Professor Berger, returning home, found her still in a state of shock.

‘What has happened, Leonie? What have you got there?’

‘It’s a baby’s jacket.’ She traced the scallops on the collar, the lacy frill, with blind fingers. ‘Mrs Burtt brought it for Ruth.’

She watched as her husband’s face changed; saw the incredulity, the dismay… then the tightness of anger.

‘My God, that scoundrel, Heini. I’ll force him to marry her,’ he said furiously.

‘Oh, Kurt, it isn’t Heini’s child. If it was she’d have gone with him.’

This was worse. His beloved, protected daughter a fallen woman, the bearer of an unknown child. Pitying him as he paced the room, Leonie had no energy to retrieve him from his conventional hell of moral outrage. What is it I have not understood? she thought. What is it that is missing here? And if I was right all along, how could it have come to this?

The doorbell rang, shrill and insistent. Neither of the Bergers moved.

‘What are you going to do?’ asked the Professor — and the sudden helplessness of this proud man did touch her.

‘I’ll tell you what I’m going to do,’ she began.

A second ring… and now Fräulein Lutzenholler’s door could be heard opening, and her indignant footsteps as she made her way downstairs. The easing of laws against refugees at the onset of hostilities meant she was allowed to practise her profession and, incredible as it seemed, people came to her room and paid to have her listen. Answering the doorbell would annoy this exalted person very much.

She returned, as displeased as Leonie had anticipated, and with her was a red-faced man in some kind of uniform.

‘It’s the rodent officer,’ said Fräulein Lutzenholler — and as Leonie stared blankly at this man she had awaited with hope and passion for month after month: ‘He has come about the mice.’

‘Oh, yes… thank you…’ Leonie rose, tried to collect herself.

‘Please go where you will. They are everywhere. The kitchen is bad… and the back bedroom.’

‘That’s all right, ma’am. I’ll just get on with it. Looks like a sizable infestation you have here — I may have to take up some boards.’

He left the room and they could hear him moving about, tapping the walls, opening cupboards.

‘I’ll tell you what I’m going to do,’ said Leonie, turning back to her husband. ‘I’m going to take Ruth’s letter to the post office and make them tell me where it comes from and then I’m going to go there and find her. And when I have found her I’m going to bring her back here and look after her and after my grandchild.

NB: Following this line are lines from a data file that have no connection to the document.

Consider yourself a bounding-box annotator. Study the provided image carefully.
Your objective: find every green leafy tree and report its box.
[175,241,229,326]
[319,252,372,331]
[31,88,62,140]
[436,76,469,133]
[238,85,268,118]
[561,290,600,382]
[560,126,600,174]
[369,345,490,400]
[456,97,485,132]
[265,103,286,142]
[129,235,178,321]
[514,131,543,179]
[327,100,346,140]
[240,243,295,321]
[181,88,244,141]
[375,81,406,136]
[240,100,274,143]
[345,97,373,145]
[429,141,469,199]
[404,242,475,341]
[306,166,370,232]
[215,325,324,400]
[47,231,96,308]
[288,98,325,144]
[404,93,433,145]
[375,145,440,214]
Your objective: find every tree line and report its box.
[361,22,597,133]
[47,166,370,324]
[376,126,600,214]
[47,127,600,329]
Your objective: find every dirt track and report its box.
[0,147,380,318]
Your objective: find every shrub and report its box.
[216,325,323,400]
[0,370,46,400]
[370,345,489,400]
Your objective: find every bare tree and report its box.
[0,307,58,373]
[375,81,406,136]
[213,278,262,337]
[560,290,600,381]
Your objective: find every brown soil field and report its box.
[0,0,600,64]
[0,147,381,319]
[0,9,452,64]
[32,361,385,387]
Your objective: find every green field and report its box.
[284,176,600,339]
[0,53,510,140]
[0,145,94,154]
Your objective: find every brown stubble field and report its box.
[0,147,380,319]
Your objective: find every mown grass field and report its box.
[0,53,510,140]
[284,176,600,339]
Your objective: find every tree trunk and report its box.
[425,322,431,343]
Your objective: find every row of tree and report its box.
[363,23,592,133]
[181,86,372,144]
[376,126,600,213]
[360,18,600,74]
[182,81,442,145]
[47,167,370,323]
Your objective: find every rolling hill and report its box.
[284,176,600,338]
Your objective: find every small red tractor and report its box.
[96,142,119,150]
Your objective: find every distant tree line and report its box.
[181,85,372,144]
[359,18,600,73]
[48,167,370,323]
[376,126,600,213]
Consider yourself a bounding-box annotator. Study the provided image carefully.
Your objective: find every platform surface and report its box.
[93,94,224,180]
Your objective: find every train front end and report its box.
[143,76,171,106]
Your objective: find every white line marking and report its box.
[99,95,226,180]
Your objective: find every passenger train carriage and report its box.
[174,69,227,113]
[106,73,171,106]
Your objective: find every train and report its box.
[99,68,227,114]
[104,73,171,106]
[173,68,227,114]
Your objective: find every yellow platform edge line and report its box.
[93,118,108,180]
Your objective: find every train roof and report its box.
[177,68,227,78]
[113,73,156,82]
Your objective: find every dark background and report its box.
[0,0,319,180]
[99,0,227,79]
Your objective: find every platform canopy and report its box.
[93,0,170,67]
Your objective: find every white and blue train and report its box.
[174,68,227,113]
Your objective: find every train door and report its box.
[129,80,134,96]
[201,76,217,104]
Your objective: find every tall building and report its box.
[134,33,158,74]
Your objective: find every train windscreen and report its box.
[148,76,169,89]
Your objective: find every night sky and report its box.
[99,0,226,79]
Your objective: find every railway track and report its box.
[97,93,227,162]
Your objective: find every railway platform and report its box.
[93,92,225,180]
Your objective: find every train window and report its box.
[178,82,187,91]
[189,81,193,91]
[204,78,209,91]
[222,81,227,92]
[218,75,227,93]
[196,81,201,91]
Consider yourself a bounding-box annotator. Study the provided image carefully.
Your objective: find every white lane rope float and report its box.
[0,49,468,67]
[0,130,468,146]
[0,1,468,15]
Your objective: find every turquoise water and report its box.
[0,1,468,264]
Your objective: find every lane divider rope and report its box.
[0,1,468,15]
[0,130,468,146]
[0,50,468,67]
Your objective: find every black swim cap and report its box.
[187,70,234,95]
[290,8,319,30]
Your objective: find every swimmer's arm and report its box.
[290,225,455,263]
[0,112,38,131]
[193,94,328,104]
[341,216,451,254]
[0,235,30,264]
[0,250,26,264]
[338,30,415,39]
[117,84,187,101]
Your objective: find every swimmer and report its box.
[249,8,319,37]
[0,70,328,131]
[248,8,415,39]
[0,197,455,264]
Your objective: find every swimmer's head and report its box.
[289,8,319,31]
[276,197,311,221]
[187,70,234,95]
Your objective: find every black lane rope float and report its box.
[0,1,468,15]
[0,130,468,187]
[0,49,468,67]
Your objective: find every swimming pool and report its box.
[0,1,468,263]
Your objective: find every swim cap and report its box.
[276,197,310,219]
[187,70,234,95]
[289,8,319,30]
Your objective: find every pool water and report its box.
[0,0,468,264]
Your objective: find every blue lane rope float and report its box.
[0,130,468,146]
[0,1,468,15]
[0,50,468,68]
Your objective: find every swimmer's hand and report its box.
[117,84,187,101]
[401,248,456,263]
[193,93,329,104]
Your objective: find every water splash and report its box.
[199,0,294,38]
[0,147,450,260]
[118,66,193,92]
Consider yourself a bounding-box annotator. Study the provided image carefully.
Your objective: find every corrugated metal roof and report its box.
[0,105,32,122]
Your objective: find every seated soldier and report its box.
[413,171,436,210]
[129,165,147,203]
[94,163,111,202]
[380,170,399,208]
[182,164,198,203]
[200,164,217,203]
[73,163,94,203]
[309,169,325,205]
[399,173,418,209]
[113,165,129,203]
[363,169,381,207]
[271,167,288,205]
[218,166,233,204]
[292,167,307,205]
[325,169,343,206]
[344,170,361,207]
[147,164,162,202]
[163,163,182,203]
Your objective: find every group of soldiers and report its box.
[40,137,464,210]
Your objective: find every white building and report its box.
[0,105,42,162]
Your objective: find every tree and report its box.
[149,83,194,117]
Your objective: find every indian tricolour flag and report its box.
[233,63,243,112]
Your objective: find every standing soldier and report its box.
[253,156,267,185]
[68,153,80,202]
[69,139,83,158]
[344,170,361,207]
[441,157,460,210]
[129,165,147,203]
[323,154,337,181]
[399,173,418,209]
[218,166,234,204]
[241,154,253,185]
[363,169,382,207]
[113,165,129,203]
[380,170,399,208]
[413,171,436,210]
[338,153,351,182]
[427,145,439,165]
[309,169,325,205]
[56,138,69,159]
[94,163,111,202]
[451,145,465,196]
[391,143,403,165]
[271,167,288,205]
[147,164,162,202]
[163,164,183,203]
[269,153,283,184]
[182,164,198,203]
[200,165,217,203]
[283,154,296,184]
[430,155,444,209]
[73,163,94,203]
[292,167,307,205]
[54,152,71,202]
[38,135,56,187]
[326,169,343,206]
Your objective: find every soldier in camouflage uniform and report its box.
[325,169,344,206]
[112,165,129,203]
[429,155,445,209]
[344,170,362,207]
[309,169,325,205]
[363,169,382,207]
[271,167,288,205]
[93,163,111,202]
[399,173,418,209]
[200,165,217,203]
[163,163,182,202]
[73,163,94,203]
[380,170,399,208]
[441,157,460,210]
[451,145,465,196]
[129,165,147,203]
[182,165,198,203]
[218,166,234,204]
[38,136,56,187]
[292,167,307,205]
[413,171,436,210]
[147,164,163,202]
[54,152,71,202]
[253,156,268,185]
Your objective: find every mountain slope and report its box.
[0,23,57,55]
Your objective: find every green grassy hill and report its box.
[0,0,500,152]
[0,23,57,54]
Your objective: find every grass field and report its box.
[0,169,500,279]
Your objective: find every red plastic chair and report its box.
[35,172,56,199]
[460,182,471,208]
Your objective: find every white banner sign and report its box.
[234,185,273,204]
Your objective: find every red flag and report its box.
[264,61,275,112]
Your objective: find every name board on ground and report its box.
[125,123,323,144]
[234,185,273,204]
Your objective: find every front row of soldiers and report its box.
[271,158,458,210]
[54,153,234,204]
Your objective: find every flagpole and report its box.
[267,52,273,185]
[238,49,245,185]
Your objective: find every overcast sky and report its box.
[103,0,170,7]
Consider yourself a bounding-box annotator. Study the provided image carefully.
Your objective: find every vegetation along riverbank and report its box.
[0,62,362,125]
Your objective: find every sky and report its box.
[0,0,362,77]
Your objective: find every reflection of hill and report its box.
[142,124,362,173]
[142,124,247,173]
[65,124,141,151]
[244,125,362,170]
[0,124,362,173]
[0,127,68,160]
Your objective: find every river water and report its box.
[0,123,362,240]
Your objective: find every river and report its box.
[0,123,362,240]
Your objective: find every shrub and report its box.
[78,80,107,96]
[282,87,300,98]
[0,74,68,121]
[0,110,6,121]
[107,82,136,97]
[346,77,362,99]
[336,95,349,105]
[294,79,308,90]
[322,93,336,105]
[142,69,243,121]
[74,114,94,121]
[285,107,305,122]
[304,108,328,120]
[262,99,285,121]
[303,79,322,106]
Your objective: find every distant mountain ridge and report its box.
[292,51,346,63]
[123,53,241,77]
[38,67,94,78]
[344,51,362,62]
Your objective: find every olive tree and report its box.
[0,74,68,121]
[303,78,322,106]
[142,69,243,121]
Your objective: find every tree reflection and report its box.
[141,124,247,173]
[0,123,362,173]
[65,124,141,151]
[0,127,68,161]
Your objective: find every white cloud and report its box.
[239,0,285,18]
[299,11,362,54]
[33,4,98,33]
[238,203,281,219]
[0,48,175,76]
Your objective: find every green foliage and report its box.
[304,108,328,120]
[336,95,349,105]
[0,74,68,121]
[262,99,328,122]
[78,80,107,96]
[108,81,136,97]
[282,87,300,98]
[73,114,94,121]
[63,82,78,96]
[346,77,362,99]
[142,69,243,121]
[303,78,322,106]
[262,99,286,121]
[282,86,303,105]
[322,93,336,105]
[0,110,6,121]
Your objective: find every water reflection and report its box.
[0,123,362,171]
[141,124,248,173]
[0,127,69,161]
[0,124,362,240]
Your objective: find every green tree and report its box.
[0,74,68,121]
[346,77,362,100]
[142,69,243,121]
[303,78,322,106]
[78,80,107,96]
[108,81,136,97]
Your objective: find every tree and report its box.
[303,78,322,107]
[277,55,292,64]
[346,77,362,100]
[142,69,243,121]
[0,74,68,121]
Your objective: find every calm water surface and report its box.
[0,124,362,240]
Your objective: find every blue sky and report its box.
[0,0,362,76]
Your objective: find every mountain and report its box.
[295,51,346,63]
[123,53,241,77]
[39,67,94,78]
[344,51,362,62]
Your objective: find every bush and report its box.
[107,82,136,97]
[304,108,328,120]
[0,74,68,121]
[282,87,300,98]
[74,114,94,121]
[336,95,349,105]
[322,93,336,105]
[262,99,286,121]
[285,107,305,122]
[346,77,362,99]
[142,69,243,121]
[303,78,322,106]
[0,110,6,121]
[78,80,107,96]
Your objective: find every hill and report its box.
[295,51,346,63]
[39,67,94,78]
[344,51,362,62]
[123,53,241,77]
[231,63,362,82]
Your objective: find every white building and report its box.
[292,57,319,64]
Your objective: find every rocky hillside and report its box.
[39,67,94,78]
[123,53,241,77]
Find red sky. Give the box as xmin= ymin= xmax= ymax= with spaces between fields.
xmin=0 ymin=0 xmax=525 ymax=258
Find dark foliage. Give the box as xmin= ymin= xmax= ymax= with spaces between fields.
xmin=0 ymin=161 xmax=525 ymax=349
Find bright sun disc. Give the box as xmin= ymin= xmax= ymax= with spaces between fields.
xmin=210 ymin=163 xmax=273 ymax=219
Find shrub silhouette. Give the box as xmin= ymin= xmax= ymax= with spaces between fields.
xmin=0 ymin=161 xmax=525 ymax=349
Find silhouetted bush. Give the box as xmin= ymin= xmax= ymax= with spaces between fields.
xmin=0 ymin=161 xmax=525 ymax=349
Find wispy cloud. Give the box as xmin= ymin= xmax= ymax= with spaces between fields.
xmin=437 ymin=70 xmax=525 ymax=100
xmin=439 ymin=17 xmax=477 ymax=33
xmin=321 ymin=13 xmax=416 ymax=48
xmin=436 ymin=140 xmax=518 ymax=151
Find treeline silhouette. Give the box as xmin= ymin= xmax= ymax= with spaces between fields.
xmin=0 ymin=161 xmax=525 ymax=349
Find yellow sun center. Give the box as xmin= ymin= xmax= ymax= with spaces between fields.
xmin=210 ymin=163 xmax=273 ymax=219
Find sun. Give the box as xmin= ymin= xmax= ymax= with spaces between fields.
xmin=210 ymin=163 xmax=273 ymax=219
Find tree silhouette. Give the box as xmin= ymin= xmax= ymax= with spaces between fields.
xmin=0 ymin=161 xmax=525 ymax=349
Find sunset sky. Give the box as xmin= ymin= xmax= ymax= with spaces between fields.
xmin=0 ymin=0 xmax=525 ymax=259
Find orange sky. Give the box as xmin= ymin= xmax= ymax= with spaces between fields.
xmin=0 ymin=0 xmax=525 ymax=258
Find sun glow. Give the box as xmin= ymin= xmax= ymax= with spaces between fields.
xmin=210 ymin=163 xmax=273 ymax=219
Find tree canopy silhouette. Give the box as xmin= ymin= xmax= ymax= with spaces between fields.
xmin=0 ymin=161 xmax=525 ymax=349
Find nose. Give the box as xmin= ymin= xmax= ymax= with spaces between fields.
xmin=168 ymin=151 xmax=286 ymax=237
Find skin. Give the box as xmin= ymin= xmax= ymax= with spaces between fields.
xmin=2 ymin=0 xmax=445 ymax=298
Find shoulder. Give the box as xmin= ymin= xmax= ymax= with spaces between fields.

And if the father’s a chimney sweep I’m going to do it.’ She swallowed. ‘Even if he is a Nazi chimney sweep, because if Ruth gave herself to him it’s because she loved him and she is my blood and yours also, so you will please not —’

A knock at the door and the rodent officer reappeared.

‘I found this under the boards in the back room,’ he said — and deposited on the table a large, square biscuit tin covered in mouse droppings and adorned with a picture of the Princesses Elizabeth and Margaret Rose patting a corgi dog.

She had come by bus as far as Alnwick, but there were eight miles still to go before she reached Bowmont. She’d have walked it easily enough in the old days, but not now, and she spent some of her meagre stock of money on a taxi as far as the village. It would have made sense to be set down by the house itself, but she couldn’t face that. She didn’t want to sweep up as a claimant — it was sanctuary she sought at Bowmont, not her rights.